The ecological process that characterizes the different stages and alterations to an ecosystem or different species is termed ecological succession by botanists. This concept emerged from the need to analyze and understand the evolution of complex ecosystems like forests that can occur in recently formed places like a volcano.

Different stages can be witnessed during the process of succession that show the developmental stage the community or ecosystem is at. The final stage of this succession is the climax where a complex community structure can be seen.

At this stage, there is efficient utilization of resources, and the total mass of vegetation maxes out. Climax communities are relatively stable and are not easily disturbed.

Types of Ecological Succession

i. Primary Succession

On the primordial earth, there was no soil. Coldwater and hot magma formed hard rocks as seen in the case of newly formed islands. In the primary succession, the process of erosion is facilitated by some small organisms leading to the formation of soil from erosion of rocks. This soil is fundamental for the growth of other higher plant life forms.

These plants attract animals and other organisms that then populate the region.

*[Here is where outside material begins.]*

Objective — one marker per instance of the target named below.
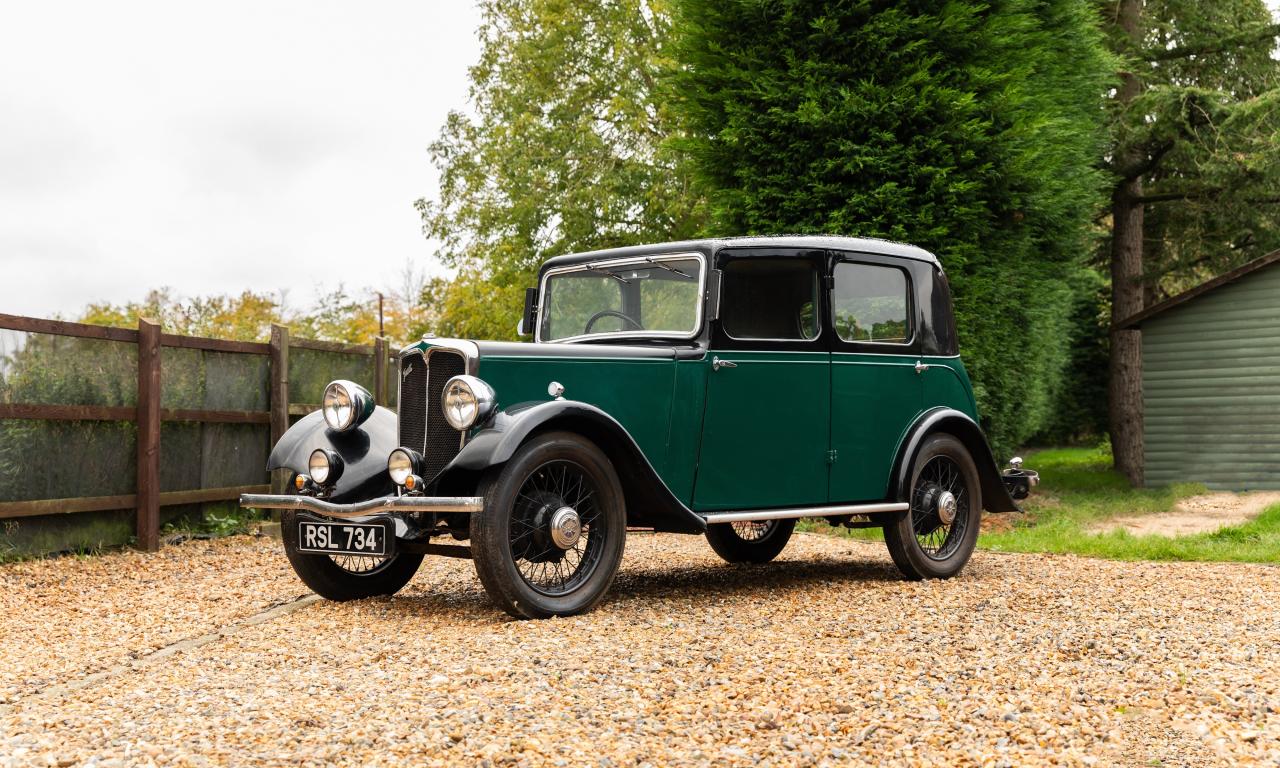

Like this from a barren land the succession proceeds to become a stable community. After many years the soil layers increase in thickness that provides a habitat for various microbes that provide essential nutrients required for higher plant life. If this community formed by primary succession is destroyed, then secondary succession takes place.

ii. Secondary Succession

The climax community formed as a result of primary succession may be destroyed by natural calamities or man-made disasters. The surviving community undergoes secondary succession that is faster compared with the primary one as soil and some organisms are already present.

Small plants will harbor the site first and will create a vegetation layer, larger plants will establish themselves. Small shrubs and trees will appear at the starting stages. Tress will start to dominate forming thick canopies leading to blocking of sunlight that will alter the community structure.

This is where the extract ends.